Recently, I had the opportunity to participate in a panel discussion of leading service providers at the Hosting and Cloud Transformation Summit presented by 451 Research. It was great to share ideas with peers and hear different perspectives on the industry.
Of all the stats and information shared at the summit, one, in particular, stuck with me: 63 percent of companies felt their infrastructure could not scale to match future demands without significant changes (Source: 451 Research’s Voice of the Service Provider: Infrastructure Evolution 2019). It shows not only that organizations lack the processes and expertise to scale their applications to meet future demands, but also reveals the opportunity to take advantage of hyperscalers.
Are you ready for hyperscale?
Organizations are feeling the pressure of the increasing cost of technology and hyperscale computing represents not only a way to save money, but a way to meet future demand without significant investments in infrastructure. Companies that decide to begin using hyperscalers, need to start by looking inward and asking two (often difficult) questions.
- Where are we today? Organizations should first take stock of their current IT environments to understand what will be required from hyperscalers. With the distributed nature of IT services, it’s beneficial to get a clear picture of a company’s entire IT footprint.
- What do we want to accomplish?
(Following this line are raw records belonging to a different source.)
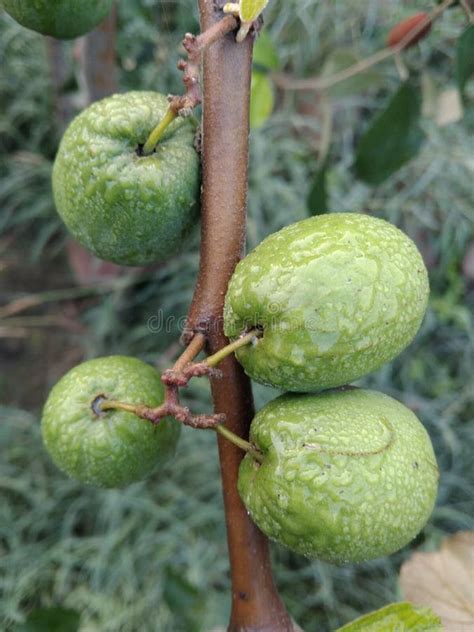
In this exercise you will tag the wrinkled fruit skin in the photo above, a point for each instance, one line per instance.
(347, 475)
(115, 448)
(129, 209)
(337, 296)
(63, 19)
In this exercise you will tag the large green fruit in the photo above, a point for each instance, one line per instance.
(346, 476)
(336, 296)
(125, 207)
(63, 19)
(113, 448)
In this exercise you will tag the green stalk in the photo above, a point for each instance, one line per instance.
(240, 443)
(158, 132)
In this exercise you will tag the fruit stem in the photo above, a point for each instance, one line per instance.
(240, 443)
(159, 130)
(250, 337)
(112, 404)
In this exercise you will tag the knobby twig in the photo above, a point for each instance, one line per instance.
(256, 605)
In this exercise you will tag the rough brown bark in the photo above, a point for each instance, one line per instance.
(256, 605)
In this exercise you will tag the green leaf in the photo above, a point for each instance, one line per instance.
(251, 9)
(396, 617)
(393, 138)
(465, 58)
(265, 54)
(261, 99)
(51, 620)
(317, 201)
(340, 59)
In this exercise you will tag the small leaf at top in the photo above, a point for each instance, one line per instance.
(261, 99)
(317, 201)
(265, 54)
(465, 58)
(393, 138)
(396, 617)
(51, 620)
(444, 581)
(251, 9)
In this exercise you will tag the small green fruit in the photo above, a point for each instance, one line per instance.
(347, 475)
(336, 296)
(63, 19)
(112, 448)
(124, 207)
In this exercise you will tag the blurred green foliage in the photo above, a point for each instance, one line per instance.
(153, 556)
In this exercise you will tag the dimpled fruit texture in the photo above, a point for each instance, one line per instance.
(63, 19)
(126, 208)
(347, 476)
(336, 295)
(115, 448)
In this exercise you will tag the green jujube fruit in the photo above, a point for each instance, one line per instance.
(63, 19)
(336, 296)
(346, 475)
(112, 448)
(125, 207)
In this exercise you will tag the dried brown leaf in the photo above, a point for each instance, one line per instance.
(444, 581)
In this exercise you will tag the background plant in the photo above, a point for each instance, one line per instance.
(127, 559)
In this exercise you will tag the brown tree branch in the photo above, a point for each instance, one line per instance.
(256, 605)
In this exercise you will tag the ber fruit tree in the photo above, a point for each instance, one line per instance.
(329, 470)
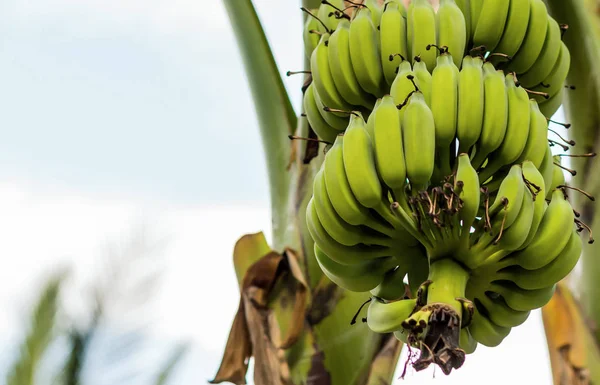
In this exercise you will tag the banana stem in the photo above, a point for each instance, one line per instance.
(448, 282)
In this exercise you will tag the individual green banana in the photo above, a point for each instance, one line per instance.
(335, 120)
(345, 255)
(341, 231)
(550, 106)
(512, 188)
(474, 12)
(558, 176)
(392, 287)
(467, 342)
(392, 37)
(323, 130)
(388, 317)
(402, 86)
(501, 314)
(490, 24)
(519, 299)
(551, 236)
(423, 79)
(515, 28)
(338, 187)
(359, 162)
(311, 39)
(536, 180)
(554, 83)
(547, 275)
(547, 169)
(451, 30)
(371, 120)
(389, 149)
(326, 14)
(485, 331)
(535, 149)
(542, 67)
(517, 129)
(341, 68)
(419, 140)
(323, 79)
(495, 114)
(359, 277)
(468, 192)
(444, 103)
(364, 52)
(534, 40)
(422, 27)
(470, 103)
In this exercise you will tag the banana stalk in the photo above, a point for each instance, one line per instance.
(309, 336)
(583, 112)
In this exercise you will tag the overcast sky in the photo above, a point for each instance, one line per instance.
(118, 113)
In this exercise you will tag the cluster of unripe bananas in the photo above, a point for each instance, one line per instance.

This question is typically easier to address but getting it right is just as important. Before beginning any hyperscale project, IT needs a clear goal of what they need to accomplish in order to set priorities and guide the solution.
Understanding where you are and what you want to accomplish is critical, but companies must also consider their capabilities and plan before they can make their vision a reality.
Consideration 1: Do we have the right security expertise?
Security is extremely important when migrating applications and workloads to the cloud, and it’s tempting to think hyperscalers come pre-configured to be as secure as possible.
Hyperscalers are extremely secure platforms but they require knowledge of their security tools and configurations in order to be set up correctly. If an environment is not configured properly, organizations risk leaving themselves susceptible to a breach.
Consideration 2: Are we over-engineering?
When building a hyperscale solution, the costs can mount quickly without the right expertise. The sheer size of the undertaking highlights the risk of developing a plan in-house. Over-engineering a solution that should operate more efficiently than previous legacy implementations is a real possibility in cases where teams have no previous experience. MSP partners can act as a guide for internal IT teams navigating their first hyperscale project.
Consideration 3: Where should we start?
Typically, the first place to start is a lower-risk area such as test and development, but it can also help to look at newer applications or solutions that do not require heavy database usage. Applications that make good candidates for initial hyperscale projects are built on new technology standards such as HTML5.
Going back to the stat I shared earlier, a majority of organizations feel their infrastructure cannot scale to meet future demand. Hyperscale computing can address those infrastructure needs, and answering the questions laid out here should provide a strong starting point. MSP partners like Aptum can take hyperscale projects even further, working with customers and provide the necessary expertise and developing solutions that bridge the gap from where an organization is today, to where it wants (or needs) to go.